The US is currently in the throes of a homelessness epidemic. While some cities are experiencing a decline in their homeless population, cities such as New York, Los Angeles and yes, our very own San Francisco have seen their homeless populations increase.
In the past decade cities have increasingly turned to designers and design problem solving to combat the issue. From large infrastructural changes to small action items, designers are helping to generate practical solutions to end homelessness on both a local and national level.
In this edition of D.Talks, we’ll talk with designers, nonprofit leaders, and organizations for a critical and robust dialogue about what they’re doing on the ground to address this important topic.
D.Talks is an ongoing series of panel discussions presenting practical information about current trends and hot topics in the world of design and business.
Branding by Shawn Rosenberger Design
Josh Levine, business author and educator
A company is only as good as its people, and Josh Levine is on a mission to help organizations create a culture advantage from the inside out. His day job is Principal of Great Monday, a 10-year-old culture design company serving technology companies and social enterprises. Curious to experiment and connect with like minds, he co-founded CultureLabX in 2013 and has seen it grow into a nationwide community. And because he just can’t get enough, you will also find him sharing his ideas as an instructor in the MBA programs at California College of the Arts, on stage at culture conferences. His book on designing company cultures will be published in 2018 with McGraw-Hill. Josh holds a BS in Engineering Psychology from Tufts University, and BFA in design from the Academy of Art University.
Kris Kepler, Senior Director, Programs & Impact, Lava Mae
Kris leads Programs and Impact at Lava Mae. She has spent the last 20 years playing dual roles as strategist and creator of physical and virtual experiences for private sector clients. Kris’s strengths are in understanding, strategizing, and designing for impactful human-centered experiences. Kris joined Lava Mae to bring her skills to a very under-served population: our houseless neighbors - with the intent of creating innovative, compelling and empowering programs that make a direct positive impact in their lives. Kris thrives on witnessing the powerful impact that giving the gift of respect to someone who never receives it has - both in their lives and in the larger community.

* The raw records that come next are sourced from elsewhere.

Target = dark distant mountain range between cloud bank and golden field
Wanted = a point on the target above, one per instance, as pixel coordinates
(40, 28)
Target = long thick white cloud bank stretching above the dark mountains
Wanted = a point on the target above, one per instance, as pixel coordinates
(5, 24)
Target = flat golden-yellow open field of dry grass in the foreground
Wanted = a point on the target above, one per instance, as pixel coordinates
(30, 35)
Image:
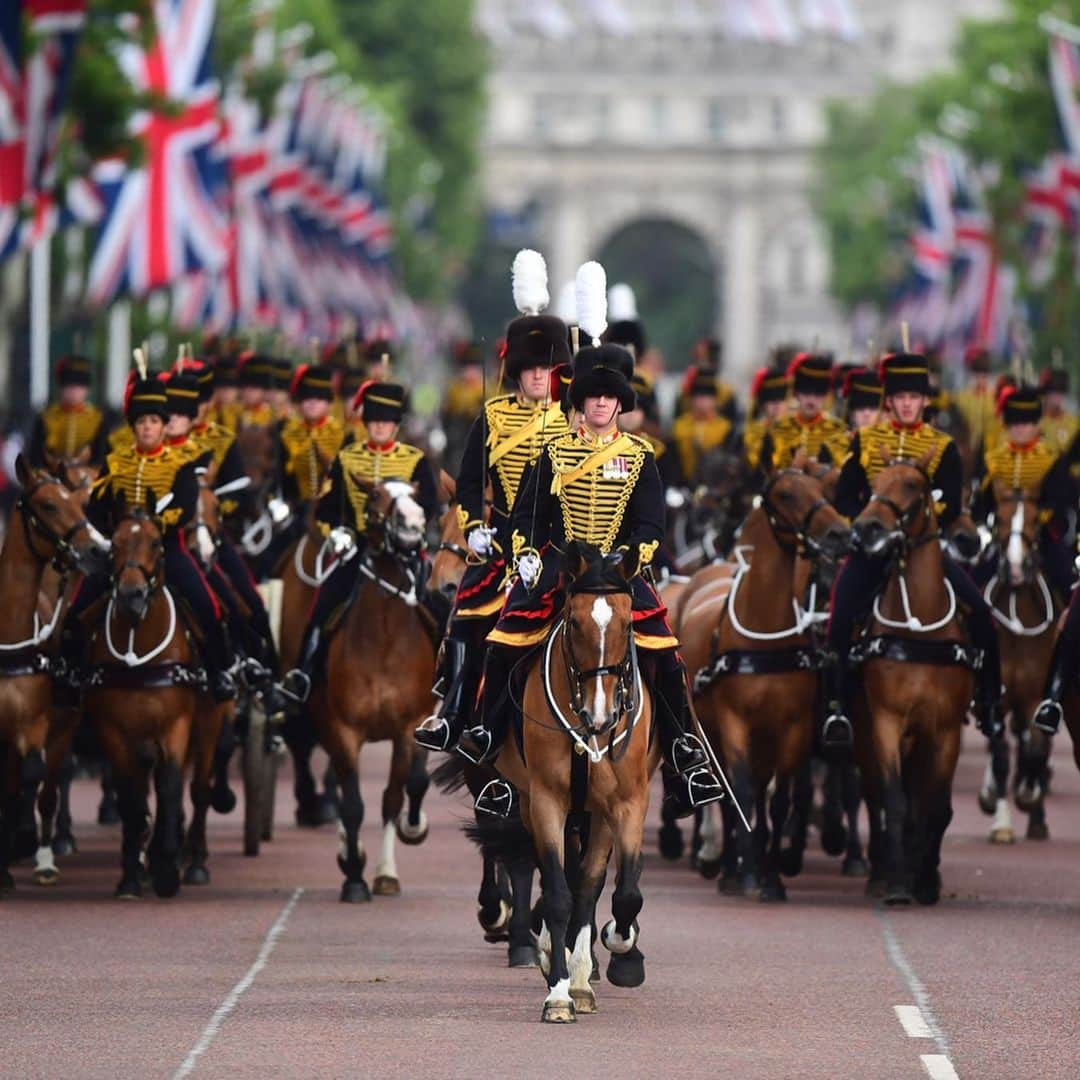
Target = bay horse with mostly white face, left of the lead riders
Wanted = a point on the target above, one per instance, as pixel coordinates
(381, 665)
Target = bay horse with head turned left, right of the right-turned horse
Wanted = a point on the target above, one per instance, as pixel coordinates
(917, 682)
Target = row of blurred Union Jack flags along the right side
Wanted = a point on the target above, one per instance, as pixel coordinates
(958, 293)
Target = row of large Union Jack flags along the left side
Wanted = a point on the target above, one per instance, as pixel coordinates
(250, 221)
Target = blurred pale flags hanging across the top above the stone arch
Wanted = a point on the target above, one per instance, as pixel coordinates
(776, 22)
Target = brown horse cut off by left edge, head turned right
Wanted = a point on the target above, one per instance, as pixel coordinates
(49, 526)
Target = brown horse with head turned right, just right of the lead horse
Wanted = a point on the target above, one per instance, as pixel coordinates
(749, 641)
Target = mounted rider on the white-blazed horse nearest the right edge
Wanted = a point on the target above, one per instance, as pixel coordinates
(1024, 463)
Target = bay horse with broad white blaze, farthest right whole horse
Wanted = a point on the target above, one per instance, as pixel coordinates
(1025, 612)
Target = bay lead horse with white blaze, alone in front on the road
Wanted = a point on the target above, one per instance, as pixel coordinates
(583, 688)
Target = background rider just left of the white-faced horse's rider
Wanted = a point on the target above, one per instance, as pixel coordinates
(309, 442)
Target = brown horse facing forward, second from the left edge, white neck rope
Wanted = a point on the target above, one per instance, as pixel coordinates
(150, 711)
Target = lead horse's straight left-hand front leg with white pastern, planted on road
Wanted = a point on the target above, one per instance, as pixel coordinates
(548, 817)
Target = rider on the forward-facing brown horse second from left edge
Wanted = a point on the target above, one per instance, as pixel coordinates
(152, 467)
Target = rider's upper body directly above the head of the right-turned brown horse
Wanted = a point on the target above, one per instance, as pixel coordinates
(809, 429)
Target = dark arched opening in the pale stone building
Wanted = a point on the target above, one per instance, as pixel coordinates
(676, 278)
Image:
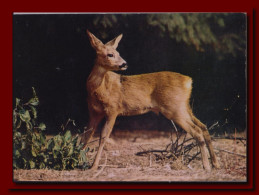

Brian Singer is a San Francisco-based artist and designer. He is best known for his provocative social projects, such as TWIT Spotting (Texting While In Traffic), which attracted international news coverage as an unconventional approach to curbing distracted driving. He is also the creator of The 1000 Journals Project, a global art experiment that resulted in a book, a feature-length documentary, and was exhibited at both the San Francisco Museum of Modern Art and the Skirball Cultural Center in Los Angeles.
Brian has managed creative teams at both Pinterest and Facebook, and ran his own studio working with such companies as Apple, Adidas and Chronicle Books. He has won numerous awards, authored three books, and served on both the national board of AIGA, the professional association for design and the advisory board for the San Francisco Arts Commission Gallery. His favorite App is nachos.
IG and web: @someguy.is
Guided by a deep love for her City and a drive to do the next right thing, Stephany's work has taken her from the streets of the Tenderloin, to the throes of electoral campaigns, to the belly of City Hall, and back again. Stephany got her start in anti-poverty work at the Tenderloin AIDS Resource Center, where she volunteered providing harm reduction and HIV services. She soon became involved in budget justice advocacy and in fighting for the rights of people in the sex industry. She has since served as President of the Harvey Milk LGBT Democratic Club, as legislative aide to Supervisor David Campos, and as Executive Director of the St. James Infirmary. No matter where it takes her, Stephany's work is aimed at decreasing the harms of stigma, poverty, and criminalization.